Because when you get behind all the romantic tosh about women ‘saving’ themselves for their husband, there’s an ugly truth: female virginity was valued because it allowed men to claim exclusive sexual ownership of their wife.
Marriage, after all, has its origins in a property transaction.
Fathers needed their daughters to remain virgins because it was difficult to pass ‘damaged’ goods on to a suitably well-heeled husband who could expand the family’s wealth and status. Women were regarded as the legal property of their fathers and later their spouse.
It’s telling that Mr Abbott focuses on the ‘gift’ of female virginity. Men presumably get a tacit free pass to sow their wild oats, providing they do it with someone else’s daughter. It’s a double standard that remains alarmingly common.

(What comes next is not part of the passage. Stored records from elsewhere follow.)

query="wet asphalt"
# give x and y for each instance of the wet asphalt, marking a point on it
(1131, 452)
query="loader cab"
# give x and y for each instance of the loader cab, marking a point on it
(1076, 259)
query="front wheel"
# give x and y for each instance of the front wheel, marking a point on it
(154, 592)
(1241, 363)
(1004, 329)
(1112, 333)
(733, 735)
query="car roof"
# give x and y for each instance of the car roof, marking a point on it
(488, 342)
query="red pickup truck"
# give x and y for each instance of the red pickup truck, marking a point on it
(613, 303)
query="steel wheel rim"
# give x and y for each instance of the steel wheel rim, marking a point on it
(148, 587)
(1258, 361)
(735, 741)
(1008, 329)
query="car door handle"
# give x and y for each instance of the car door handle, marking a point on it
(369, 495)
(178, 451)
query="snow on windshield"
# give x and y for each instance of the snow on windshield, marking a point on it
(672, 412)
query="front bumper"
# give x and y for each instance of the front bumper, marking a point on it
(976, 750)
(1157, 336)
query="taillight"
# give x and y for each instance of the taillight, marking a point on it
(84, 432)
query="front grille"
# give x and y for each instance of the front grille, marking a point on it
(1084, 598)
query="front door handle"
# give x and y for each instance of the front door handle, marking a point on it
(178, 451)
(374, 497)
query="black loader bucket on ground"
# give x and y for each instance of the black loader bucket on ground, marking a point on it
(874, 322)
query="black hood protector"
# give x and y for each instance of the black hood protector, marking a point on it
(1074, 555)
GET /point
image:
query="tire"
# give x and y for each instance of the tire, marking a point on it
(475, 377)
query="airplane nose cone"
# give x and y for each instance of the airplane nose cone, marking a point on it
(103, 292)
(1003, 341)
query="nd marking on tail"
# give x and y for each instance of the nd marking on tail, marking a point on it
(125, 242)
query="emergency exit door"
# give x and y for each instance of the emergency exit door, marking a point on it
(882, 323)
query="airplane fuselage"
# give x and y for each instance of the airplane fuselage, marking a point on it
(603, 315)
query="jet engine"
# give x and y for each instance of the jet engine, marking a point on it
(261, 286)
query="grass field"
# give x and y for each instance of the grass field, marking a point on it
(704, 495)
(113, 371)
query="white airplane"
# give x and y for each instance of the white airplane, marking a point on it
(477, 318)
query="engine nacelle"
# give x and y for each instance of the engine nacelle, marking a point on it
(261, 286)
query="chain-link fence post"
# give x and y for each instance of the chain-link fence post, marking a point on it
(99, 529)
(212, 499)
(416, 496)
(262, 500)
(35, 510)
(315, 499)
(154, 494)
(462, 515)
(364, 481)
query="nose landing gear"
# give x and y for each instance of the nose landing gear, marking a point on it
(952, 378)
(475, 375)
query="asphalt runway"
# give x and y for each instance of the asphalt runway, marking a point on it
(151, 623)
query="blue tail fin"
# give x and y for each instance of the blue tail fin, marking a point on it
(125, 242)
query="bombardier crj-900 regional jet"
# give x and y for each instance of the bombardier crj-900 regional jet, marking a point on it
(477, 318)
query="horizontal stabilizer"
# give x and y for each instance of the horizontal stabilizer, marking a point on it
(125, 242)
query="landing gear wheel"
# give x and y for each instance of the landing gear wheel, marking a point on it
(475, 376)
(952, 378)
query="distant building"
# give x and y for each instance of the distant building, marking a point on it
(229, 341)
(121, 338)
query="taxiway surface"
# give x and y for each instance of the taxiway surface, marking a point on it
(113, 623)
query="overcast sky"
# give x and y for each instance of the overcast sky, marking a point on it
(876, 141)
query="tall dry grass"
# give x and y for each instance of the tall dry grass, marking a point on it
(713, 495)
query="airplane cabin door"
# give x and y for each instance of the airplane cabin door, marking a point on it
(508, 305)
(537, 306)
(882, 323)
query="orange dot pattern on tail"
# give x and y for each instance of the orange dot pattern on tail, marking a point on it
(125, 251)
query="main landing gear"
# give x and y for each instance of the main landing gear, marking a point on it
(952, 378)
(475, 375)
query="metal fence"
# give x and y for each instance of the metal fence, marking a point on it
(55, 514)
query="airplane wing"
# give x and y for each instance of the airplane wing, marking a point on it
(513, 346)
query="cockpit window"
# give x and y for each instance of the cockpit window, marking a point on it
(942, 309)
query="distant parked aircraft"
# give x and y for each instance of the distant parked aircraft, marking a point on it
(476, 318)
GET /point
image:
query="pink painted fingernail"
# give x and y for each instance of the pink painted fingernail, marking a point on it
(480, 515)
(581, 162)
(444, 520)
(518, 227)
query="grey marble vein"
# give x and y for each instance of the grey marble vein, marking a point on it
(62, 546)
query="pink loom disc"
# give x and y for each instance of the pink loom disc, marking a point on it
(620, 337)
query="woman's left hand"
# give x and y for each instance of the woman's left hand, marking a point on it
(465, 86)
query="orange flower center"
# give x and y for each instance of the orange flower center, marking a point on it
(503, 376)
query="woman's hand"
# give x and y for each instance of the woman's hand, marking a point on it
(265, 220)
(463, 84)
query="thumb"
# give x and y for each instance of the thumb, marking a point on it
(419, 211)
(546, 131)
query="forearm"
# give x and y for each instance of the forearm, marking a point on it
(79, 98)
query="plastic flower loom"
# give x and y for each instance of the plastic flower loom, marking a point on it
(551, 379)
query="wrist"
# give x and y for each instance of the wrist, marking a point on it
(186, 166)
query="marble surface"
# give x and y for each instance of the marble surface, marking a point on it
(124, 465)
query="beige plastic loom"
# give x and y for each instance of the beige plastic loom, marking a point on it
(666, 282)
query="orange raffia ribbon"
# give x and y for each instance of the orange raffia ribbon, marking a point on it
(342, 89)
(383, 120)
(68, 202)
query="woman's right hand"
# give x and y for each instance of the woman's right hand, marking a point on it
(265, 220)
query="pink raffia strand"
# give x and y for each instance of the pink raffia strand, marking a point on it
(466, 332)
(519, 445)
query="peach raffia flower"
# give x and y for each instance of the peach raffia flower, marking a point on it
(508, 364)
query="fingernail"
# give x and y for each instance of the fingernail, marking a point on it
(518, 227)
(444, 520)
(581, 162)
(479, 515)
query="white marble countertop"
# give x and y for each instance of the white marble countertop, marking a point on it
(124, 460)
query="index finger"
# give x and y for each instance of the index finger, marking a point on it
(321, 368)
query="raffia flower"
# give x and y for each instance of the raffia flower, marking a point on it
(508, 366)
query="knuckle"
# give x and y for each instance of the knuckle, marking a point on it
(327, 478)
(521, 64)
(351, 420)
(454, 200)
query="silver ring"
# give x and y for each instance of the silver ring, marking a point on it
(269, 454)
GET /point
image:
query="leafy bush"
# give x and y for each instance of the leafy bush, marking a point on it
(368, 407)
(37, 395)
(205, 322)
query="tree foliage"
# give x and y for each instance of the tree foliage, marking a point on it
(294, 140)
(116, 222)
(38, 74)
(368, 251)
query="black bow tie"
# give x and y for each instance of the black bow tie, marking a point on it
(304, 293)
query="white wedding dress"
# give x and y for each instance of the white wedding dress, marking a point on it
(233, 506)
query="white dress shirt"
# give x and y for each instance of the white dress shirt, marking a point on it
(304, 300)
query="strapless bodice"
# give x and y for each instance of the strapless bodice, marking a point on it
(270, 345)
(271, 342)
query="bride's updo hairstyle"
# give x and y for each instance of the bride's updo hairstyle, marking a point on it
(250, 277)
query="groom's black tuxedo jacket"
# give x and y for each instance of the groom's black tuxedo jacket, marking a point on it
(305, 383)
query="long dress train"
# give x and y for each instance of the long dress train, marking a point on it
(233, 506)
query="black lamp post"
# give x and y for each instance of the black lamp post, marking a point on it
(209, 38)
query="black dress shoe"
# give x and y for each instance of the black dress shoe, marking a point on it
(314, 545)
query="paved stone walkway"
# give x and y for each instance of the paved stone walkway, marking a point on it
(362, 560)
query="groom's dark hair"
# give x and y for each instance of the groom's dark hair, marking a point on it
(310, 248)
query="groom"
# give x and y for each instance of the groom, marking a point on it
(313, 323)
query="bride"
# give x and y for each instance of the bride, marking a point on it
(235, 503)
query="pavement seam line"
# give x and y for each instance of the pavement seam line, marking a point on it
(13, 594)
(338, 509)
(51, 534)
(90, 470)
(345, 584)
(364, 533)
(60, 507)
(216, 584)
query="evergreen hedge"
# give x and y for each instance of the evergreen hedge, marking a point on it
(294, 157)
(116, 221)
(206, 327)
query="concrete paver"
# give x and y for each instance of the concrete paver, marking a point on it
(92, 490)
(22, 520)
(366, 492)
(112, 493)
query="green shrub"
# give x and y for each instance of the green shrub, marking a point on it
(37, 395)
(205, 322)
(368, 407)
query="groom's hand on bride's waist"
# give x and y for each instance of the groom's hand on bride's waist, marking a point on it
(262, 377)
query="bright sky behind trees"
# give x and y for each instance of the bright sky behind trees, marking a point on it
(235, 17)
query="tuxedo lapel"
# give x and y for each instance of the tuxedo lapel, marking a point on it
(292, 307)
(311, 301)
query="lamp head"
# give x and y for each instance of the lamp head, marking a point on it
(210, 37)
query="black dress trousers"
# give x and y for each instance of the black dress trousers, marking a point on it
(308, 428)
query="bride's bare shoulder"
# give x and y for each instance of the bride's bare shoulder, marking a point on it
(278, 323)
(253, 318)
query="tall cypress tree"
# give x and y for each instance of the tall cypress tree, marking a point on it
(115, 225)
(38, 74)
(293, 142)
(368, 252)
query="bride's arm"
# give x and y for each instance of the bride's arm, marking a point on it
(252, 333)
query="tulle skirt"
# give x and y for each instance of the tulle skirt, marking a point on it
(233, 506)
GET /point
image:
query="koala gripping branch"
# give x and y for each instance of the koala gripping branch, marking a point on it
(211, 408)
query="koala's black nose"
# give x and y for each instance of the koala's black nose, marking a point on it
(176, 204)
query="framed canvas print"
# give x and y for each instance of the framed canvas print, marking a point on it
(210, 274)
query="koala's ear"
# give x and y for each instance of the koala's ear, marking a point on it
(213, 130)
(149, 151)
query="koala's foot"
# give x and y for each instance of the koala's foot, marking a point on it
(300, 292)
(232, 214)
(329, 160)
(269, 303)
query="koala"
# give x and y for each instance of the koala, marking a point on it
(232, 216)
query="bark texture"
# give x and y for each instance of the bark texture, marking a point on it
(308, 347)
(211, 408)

I sat next to a well-educated liberal minded man at dinner recently who was openly boasting about his son’s libidinous adventures at university. I asked him politely what his daughter was getting up to in her spare time. He looked at me in dumbstruck horror.
This, of course, is the other great lie that underpins the push for women to stay sexually pure.
It’s the claim that men are naturally sexual and they can’t help themselves. Women, being interested in romance rather than sex, give into sexual demands in exchange for true love.
The double standards might live on in the minds of middle class men with daughters to ‘protect’. But if you look at how most young Australians conduct their sex lives and their relationships it’s pretty clear that the virginity ship has sailed.
Tony Abbott it seems is still clinging forlornly to the mast.